Let \(X\) be a random variable on the probability space \((\Omega, \mathcal{B}, P)\).  Recall that the distribution of X is the measure
\[F := P \circ X^{-1}\] on \((\mathbb{R},\mathcal{B}(\mathbb{R}))\) defined by
\[F(A)=P\circ X^{-1}(A) = P[X\in A].\]
The distribution function of \(X\) is
\[F(x):= F((-\infty,x])=P[X\leq x].\]  Note that the letter "F" is overloaded in two ways.

An application of the Transformation Theorem allows us to compute the abstract integral
\[E(X) = \int_\Omega XdP\] as
\[E(X) = \int_\mathbb{R} xF(dx),\] which is an integral on \(\mathbb{R}\).

More precisely,
\[E(X) = \int_\Omega X(\omega)P(d\omega)=\int_\mathbb{R} x F(dx).\]

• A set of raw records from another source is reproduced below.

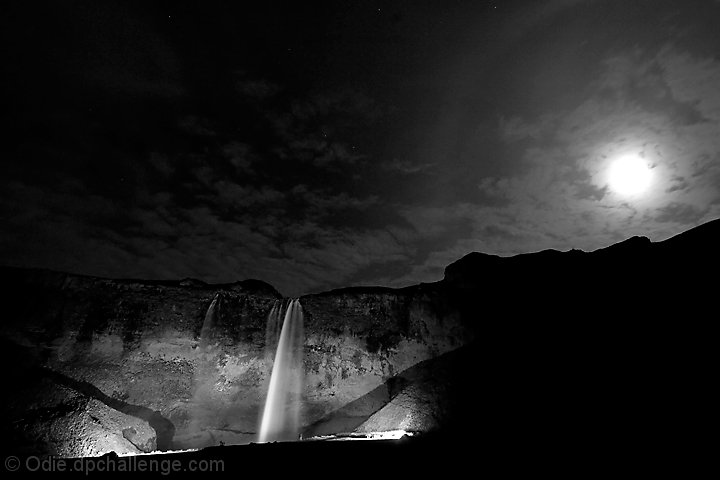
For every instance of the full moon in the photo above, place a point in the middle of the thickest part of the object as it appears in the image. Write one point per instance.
(629, 175)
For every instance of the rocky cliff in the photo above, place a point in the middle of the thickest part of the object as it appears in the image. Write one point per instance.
(190, 360)
(536, 346)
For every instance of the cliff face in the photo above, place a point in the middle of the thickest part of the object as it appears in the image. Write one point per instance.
(549, 343)
(191, 359)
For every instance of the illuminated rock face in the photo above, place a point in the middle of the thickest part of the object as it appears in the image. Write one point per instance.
(562, 342)
(197, 375)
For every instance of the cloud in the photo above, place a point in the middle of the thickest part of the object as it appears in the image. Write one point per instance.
(660, 106)
(407, 167)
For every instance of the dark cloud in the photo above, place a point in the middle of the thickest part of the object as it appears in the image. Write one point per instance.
(319, 148)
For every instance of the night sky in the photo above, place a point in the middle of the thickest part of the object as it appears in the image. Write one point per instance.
(320, 145)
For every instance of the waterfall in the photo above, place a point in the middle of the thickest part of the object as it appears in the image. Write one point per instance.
(206, 331)
(281, 416)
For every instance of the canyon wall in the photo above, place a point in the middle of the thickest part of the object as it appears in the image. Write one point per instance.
(198, 376)
(606, 347)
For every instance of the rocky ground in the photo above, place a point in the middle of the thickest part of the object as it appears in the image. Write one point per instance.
(565, 347)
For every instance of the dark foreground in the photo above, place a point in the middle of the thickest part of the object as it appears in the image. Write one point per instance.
(443, 454)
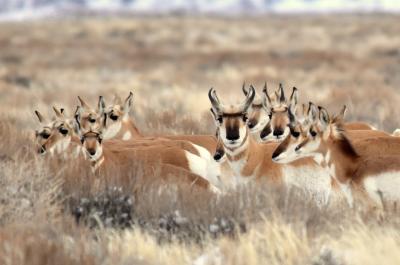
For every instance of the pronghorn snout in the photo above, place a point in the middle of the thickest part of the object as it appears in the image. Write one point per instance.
(91, 151)
(278, 132)
(42, 150)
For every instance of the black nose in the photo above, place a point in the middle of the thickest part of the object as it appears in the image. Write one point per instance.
(233, 135)
(218, 155)
(278, 132)
(42, 149)
(275, 154)
(252, 124)
(113, 117)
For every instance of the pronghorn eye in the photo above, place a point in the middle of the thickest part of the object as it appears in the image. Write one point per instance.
(63, 131)
(295, 134)
(45, 135)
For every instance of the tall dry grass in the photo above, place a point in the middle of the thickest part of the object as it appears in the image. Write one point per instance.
(54, 212)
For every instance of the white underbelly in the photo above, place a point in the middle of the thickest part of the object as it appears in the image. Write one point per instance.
(313, 180)
(386, 185)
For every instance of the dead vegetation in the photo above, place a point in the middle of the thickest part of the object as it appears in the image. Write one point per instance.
(58, 213)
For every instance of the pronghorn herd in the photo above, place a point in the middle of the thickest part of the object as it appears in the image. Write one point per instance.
(265, 138)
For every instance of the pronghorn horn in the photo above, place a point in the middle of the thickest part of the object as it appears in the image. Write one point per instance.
(40, 116)
(342, 112)
(267, 99)
(312, 111)
(212, 95)
(101, 105)
(323, 115)
(245, 92)
(294, 96)
(249, 98)
(58, 112)
(83, 103)
(117, 100)
(282, 98)
(128, 102)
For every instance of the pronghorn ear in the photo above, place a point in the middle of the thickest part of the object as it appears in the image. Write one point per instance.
(59, 113)
(342, 112)
(249, 99)
(293, 99)
(282, 98)
(245, 91)
(323, 116)
(77, 117)
(266, 101)
(128, 103)
(40, 116)
(312, 112)
(117, 100)
(83, 103)
(101, 105)
(215, 103)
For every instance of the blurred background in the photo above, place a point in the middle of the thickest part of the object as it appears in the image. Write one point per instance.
(169, 53)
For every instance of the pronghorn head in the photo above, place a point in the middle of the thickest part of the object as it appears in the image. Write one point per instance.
(258, 115)
(119, 110)
(299, 127)
(91, 142)
(232, 120)
(219, 155)
(88, 117)
(317, 135)
(54, 137)
(277, 129)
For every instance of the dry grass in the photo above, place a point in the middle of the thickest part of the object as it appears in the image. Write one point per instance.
(55, 215)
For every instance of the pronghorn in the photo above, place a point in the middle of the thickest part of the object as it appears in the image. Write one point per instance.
(325, 140)
(277, 128)
(117, 124)
(57, 137)
(168, 161)
(259, 116)
(250, 160)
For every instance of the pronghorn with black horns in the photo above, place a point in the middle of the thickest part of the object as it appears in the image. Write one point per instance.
(250, 160)
(373, 172)
(166, 159)
(57, 137)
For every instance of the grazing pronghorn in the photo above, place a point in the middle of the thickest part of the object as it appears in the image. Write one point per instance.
(167, 161)
(58, 136)
(325, 140)
(250, 160)
(277, 128)
(258, 114)
(117, 124)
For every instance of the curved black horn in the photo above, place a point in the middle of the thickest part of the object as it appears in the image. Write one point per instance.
(282, 98)
(249, 98)
(212, 95)
(245, 92)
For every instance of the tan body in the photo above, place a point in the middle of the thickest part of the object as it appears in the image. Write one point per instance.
(357, 125)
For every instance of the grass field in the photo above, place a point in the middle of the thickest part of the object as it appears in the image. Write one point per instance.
(50, 214)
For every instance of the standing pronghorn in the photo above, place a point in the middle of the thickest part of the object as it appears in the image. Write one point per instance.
(250, 160)
(325, 140)
(278, 108)
(117, 124)
(58, 136)
(167, 160)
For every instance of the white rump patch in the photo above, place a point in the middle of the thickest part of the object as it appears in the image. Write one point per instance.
(385, 185)
(314, 180)
(127, 136)
(112, 130)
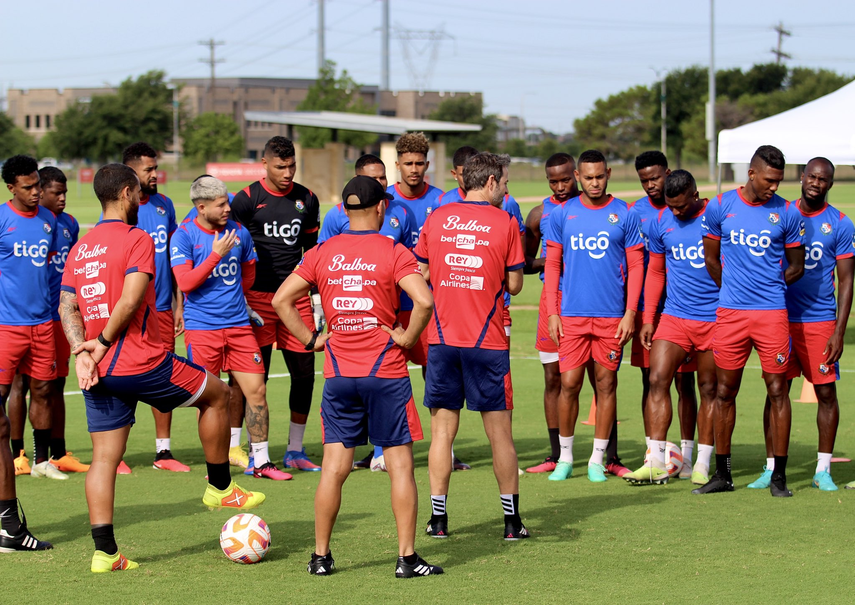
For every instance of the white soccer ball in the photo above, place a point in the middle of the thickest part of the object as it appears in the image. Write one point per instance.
(245, 538)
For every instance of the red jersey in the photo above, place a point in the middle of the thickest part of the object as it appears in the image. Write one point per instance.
(95, 272)
(469, 246)
(357, 275)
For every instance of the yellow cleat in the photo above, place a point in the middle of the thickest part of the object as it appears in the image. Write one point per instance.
(102, 562)
(232, 497)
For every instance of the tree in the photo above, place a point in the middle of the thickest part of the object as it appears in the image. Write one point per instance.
(212, 137)
(467, 110)
(331, 94)
(140, 110)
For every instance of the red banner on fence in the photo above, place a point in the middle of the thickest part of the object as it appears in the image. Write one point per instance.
(233, 172)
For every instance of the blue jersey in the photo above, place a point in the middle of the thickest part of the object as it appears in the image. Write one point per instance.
(753, 238)
(157, 218)
(691, 292)
(421, 206)
(67, 232)
(595, 241)
(829, 236)
(27, 243)
(218, 302)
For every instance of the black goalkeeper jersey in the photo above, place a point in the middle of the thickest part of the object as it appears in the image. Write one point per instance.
(282, 225)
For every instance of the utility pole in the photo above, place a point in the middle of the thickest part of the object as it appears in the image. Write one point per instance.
(779, 54)
(212, 62)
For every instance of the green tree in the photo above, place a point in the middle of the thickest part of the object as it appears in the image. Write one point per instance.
(212, 137)
(467, 109)
(329, 93)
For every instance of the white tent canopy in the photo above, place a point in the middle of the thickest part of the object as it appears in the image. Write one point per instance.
(822, 127)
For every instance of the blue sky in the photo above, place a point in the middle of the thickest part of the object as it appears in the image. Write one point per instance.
(549, 59)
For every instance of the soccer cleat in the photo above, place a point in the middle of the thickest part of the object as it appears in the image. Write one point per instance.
(715, 485)
(647, 474)
(614, 467)
(778, 487)
(419, 568)
(232, 497)
(299, 460)
(763, 481)
(547, 466)
(321, 566)
(597, 473)
(513, 533)
(238, 456)
(269, 471)
(824, 482)
(102, 562)
(22, 464)
(437, 526)
(46, 469)
(69, 464)
(562, 471)
(165, 462)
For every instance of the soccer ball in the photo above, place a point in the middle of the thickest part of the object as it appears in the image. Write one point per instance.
(245, 538)
(673, 459)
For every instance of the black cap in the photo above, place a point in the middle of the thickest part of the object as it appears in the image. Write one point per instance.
(368, 190)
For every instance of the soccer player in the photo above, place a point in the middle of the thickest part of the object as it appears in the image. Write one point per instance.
(748, 232)
(107, 306)
(214, 262)
(367, 391)
(28, 243)
(686, 325)
(652, 169)
(283, 219)
(817, 321)
(157, 218)
(471, 253)
(598, 241)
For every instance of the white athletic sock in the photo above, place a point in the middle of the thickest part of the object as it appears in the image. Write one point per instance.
(687, 447)
(823, 462)
(657, 453)
(565, 451)
(600, 446)
(704, 454)
(259, 454)
(295, 436)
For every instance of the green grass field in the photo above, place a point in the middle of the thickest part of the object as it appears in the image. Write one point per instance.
(592, 543)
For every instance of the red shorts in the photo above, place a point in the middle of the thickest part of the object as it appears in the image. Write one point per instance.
(166, 322)
(589, 337)
(542, 342)
(63, 349)
(229, 349)
(418, 354)
(736, 331)
(809, 340)
(273, 330)
(28, 350)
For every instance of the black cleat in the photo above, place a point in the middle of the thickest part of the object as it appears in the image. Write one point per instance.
(437, 526)
(715, 485)
(778, 487)
(513, 532)
(321, 566)
(417, 569)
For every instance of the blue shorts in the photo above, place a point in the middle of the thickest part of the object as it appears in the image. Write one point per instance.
(480, 376)
(380, 409)
(174, 383)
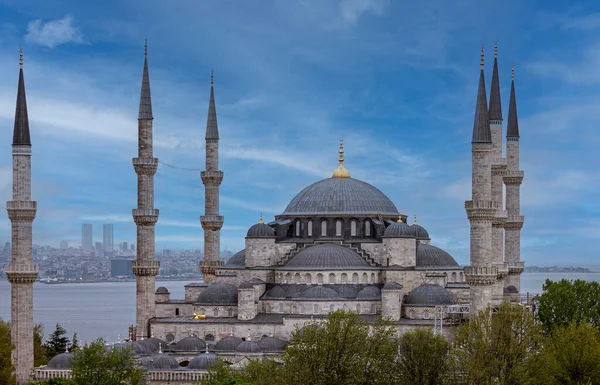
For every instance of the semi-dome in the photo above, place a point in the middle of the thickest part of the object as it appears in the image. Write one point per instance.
(369, 292)
(248, 347)
(160, 361)
(61, 361)
(431, 256)
(272, 345)
(399, 230)
(341, 196)
(429, 295)
(325, 257)
(320, 292)
(237, 259)
(190, 344)
(219, 294)
(228, 344)
(203, 361)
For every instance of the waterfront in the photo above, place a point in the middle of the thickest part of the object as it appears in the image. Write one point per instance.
(106, 309)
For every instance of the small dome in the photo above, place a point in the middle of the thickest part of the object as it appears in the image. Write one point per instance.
(275, 292)
(248, 347)
(320, 292)
(327, 256)
(190, 344)
(237, 259)
(369, 292)
(228, 344)
(160, 361)
(61, 361)
(219, 294)
(245, 285)
(431, 256)
(429, 295)
(392, 286)
(260, 230)
(399, 230)
(272, 345)
(203, 361)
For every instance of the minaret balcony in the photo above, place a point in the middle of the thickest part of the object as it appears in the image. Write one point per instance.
(515, 268)
(145, 166)
(21, 210)
(480, 276)
(21, 272)
(145, 217)
(211, 222)
(145, 268)
(211, 178)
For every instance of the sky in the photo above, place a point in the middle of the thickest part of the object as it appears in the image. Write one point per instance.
(397, 80)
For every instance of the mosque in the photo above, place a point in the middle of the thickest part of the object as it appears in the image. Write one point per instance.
(341, 243)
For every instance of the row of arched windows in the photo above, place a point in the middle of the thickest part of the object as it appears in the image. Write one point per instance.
(337, 231)
(330, 278)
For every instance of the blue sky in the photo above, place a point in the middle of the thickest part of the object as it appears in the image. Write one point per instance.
(396, 79)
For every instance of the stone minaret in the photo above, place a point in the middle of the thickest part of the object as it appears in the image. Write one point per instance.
(498, 164)
(481, 275)
(513, 178)
(21, 272)
(212, 178)
(145, 216)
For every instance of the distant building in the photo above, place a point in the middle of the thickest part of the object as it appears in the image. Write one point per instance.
(108, 232)
(121, 267)
(87, 242)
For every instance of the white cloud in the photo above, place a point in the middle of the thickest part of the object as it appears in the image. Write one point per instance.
(53, 33)
(352, 10)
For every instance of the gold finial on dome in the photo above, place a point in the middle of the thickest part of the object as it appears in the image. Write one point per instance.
(341, 172)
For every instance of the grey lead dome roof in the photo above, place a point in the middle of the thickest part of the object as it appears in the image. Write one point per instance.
(431, 256)
(327, 256)
(429, 295)
(340, 196)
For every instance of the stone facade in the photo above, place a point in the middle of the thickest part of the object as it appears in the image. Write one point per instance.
(145, 216)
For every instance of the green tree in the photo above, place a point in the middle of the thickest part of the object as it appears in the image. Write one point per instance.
(424, 358)
(565, 302)
(94, 364)
(57, 342)
(6, 366)
(492, 348)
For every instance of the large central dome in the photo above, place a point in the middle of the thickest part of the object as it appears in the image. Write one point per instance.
(340, 196)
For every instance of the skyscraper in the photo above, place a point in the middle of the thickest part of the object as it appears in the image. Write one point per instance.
(87, 242)
(108, 239)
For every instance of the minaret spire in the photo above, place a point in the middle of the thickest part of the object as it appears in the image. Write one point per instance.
(145, 215)
(481, 125)
(21, 272)
(211, 221)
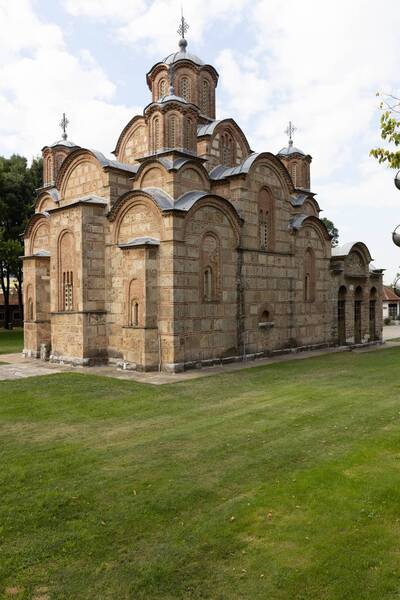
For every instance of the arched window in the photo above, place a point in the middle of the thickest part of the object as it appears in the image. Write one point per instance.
(372, 314)
(294, 174)
(188, 134)
(211, 267)
(30, 309)
(185, 88)
(134, 320)
(162, 88)
(309, 276)
(208, 284)
(134, 316)
(66, 272)
(205, 97)
(358, 295)
(68, 290)
(227, 149)
(29, 303)
(341, 315)
(266, 219)
(156, 134)
(49, 170)
(59, 161)
(172, 132)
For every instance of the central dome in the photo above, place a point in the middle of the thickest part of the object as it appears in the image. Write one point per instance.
(182, 54)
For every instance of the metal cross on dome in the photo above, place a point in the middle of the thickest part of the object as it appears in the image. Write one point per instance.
(183, 27)
(290, 131)
(64, 124)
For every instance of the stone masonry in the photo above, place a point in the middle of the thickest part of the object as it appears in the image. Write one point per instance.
(188, 248)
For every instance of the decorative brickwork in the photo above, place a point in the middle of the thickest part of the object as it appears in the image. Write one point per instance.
(189, 248)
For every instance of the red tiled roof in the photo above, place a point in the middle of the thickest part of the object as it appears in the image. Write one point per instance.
(389, 295)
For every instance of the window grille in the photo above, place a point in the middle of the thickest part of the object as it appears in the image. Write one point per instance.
(185, 88)
(68, 291)
(162, 90)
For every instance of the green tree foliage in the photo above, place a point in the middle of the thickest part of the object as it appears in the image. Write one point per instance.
(390, 131)
(333, 231)
(18, 183)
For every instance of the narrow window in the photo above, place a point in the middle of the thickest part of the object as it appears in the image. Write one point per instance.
(358, 315)
(172, 132)
(309, 276)
(341, 316)
(205, 97)
(68, 292)
(134, 313)
(227, 150)
(263, 229)
(184, 88)
(208, 291)
(49, 174)
(156, 134)
(266, 219)
(294, 174)
(30, 309)
(162, 90)
(188, 134)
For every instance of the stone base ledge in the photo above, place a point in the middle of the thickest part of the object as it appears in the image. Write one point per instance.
(26, 353)
(78, 362)
(124, 365)
(199, 364)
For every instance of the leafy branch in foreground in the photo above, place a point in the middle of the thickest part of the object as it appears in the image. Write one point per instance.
(390, 131)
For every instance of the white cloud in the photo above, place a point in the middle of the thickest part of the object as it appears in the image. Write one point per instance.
(40, 79)
(154, 23)
(317, 63)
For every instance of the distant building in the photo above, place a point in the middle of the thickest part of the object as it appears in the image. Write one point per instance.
(15, 317)
(390, 303)
(188, 248)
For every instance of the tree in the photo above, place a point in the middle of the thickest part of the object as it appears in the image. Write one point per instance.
(390, 131)
(332, 230)
(18, 183)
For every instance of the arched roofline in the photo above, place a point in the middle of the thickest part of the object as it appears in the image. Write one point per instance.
(212, 128)
(51, 193)
(149, 162)
(318, 224)
(30, 226)
(103, 162)
(276, 163)
(209, 199)
(159, 66)
(345, 249)
(125, 130)
(191, 163)
(133, 194)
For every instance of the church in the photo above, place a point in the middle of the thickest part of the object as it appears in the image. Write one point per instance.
(187, 249)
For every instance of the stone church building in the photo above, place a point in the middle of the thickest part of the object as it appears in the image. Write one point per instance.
(188, 248)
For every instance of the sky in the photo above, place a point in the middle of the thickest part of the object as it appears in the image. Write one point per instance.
(317, 63)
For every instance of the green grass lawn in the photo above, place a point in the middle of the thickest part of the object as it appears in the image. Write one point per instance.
(11, 340)
(274, 483)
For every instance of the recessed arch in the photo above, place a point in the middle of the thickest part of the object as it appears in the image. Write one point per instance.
(138, 215)
(221, 204)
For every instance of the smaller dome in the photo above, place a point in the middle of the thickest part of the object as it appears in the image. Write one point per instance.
(63, 142)
(170, 97)
(182, 54)
(290, 150)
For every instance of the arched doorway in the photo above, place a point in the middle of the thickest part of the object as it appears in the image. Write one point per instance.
(372, 313)
(358, 315)
(341, 316)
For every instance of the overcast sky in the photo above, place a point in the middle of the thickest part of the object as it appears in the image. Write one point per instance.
(318, 63)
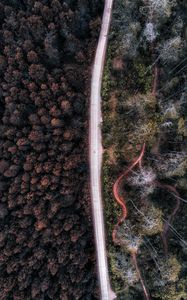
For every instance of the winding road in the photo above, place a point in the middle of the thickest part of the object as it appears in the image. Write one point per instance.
(95, 155)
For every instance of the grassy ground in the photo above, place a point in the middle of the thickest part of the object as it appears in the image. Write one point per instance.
(133, 115)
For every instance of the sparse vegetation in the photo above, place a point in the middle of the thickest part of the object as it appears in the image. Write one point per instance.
(150, 90)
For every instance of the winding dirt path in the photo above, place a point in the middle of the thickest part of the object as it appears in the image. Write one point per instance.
(95, 155)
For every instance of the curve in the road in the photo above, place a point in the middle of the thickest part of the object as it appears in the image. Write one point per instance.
(95, 155)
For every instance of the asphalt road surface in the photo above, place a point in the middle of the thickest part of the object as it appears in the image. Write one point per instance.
(95, 155)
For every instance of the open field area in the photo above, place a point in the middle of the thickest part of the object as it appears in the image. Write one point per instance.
(144, 104)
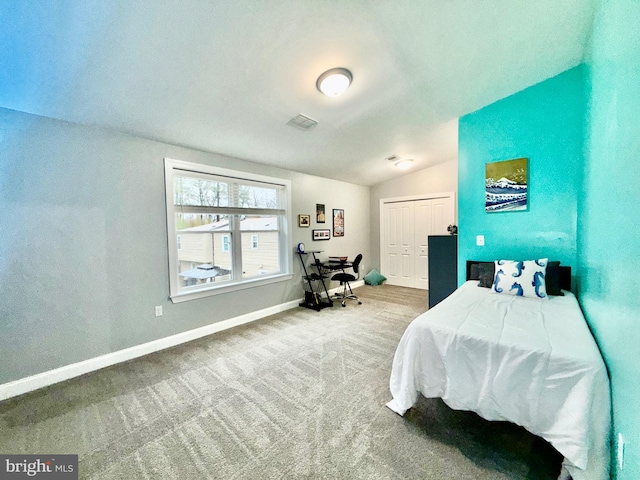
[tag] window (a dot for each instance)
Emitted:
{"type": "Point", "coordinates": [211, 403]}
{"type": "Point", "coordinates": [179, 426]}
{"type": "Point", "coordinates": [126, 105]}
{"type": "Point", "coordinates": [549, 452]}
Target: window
{"type": "Point", "coordinates": [214, 219]}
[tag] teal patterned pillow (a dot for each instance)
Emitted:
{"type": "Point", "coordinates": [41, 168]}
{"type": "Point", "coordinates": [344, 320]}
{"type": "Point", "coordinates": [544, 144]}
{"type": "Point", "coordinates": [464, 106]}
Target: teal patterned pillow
{"type": "Point", "coordinates": [523, 279]}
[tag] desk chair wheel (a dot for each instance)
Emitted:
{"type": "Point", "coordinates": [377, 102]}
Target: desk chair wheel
{"type": "Point", "coordinates": [344, 279]}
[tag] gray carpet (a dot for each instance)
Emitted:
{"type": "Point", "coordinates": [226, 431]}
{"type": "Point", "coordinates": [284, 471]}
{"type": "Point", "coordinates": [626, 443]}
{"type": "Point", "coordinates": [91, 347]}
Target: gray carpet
{"type": "Point", "coordinates": [299, 394]}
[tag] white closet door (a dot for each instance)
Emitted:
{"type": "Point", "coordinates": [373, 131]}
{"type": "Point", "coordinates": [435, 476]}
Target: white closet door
{"type": "Point", "coordinates": [399, 243]}
{"type": "Point", "coordinates": [405, 229]}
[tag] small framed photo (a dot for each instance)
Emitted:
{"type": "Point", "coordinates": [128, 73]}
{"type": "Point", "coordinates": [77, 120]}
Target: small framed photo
{"type": "Point", "coordinates": [338, 222]}
{"type": "Point", "coordinates": [304, 220]}
{"type": "Point", "coordinates": [322, 234]}
{"type": "Point", "coordinates": [320, 218]}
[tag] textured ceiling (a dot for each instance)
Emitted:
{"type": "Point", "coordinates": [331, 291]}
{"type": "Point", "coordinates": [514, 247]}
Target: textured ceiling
{"type": "Point", "coordinates": [226, 76]}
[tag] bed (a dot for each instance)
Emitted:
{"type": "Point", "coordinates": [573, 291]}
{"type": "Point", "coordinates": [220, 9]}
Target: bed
{"type": "Point", "coordinates": [525, 360]}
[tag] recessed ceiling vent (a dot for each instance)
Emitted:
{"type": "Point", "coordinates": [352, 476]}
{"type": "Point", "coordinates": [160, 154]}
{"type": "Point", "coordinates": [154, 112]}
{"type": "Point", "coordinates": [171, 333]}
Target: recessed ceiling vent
{"type": "Point", "coordinates": [302, 122]}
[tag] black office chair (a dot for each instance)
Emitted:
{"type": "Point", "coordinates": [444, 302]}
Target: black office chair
{"type": "Point", "coordinates": [344, 278]}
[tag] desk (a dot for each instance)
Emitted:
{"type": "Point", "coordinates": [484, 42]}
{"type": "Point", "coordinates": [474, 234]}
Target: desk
{"type": "Point", "coordinates": [314, 282]}
{"type": "Point", "coordinates": [336, 265]}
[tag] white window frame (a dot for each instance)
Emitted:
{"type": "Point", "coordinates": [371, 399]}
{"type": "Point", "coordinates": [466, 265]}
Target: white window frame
{"type": "Point", "coordinates": [204, 290]}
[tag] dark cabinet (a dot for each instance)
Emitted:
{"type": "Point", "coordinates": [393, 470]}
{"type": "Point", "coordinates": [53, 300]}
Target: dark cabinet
{"type": "Point", "coordinates": [443, 267]}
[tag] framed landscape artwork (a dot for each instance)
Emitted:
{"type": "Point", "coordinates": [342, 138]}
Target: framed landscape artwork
{"type": "Point", "coordinates": [338, 222]}
{"type": "Point", "coordinates": [304, 220]}
{"type": "Point", "coordinates": [506, 188]}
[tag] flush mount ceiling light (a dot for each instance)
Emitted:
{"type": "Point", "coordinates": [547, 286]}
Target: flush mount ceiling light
{"type": "Point", "coordinates": [334, 82]}
{"type": "Point", "coordinates": [404, 164]}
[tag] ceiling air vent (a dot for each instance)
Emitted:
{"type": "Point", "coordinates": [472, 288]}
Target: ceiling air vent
{"type": "Point", "coordinates": [302, 122]}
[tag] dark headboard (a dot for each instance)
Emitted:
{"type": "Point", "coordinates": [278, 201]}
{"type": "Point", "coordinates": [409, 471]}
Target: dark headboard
{"type": "Point", "coordinates": [565, 274]}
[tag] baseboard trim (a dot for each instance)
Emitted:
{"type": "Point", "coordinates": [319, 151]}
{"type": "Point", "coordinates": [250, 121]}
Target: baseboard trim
{"type": "Point", "coordinates": [67, 372]}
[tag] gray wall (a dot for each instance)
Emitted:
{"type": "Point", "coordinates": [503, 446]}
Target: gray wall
{"type": "Point", "coordinates": [437, 179]}
{"type": "Point", "coordinates": [83, 242]}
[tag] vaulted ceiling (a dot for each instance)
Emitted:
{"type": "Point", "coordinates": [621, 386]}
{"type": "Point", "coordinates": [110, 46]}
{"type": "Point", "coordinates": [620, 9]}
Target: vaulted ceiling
{"type": "Point", "coordinates": [226, 76]}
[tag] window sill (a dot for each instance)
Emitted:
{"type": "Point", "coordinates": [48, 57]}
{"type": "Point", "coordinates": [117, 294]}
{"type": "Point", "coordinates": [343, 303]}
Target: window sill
{"type": "Point", "coordinates": [217, 290]}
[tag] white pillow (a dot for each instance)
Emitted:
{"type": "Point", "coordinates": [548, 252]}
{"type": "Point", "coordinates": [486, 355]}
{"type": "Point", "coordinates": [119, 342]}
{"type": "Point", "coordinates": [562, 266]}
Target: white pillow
{"type": "Point", "coordinates": [524, 279]}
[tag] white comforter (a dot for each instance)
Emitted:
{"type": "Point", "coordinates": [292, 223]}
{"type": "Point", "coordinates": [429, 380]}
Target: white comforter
{"type": "Point", "coordinates": [528, 361]}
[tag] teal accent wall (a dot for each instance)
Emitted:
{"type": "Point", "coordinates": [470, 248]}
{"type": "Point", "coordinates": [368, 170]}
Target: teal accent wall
{"type": "Point", "coordinates": [609, 228]}
{"type": "Point", "coordinates": [581, 133]}
{"type": "Point", "coordinates": [544, 123]}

Also given a measurable function \(g(X)\), The expectation of \(g(X)\) is
\[E(g(X)) = \int_\Omega g(X(\omega))P(d\omega)=\int_\mathbb{R} g(x) F(dx).\]
Instead of computing expectations on the abstract space \(\Omega\), one can always compute them on \(\mathbb{R}\) using \(F\), the distribution of \(X\).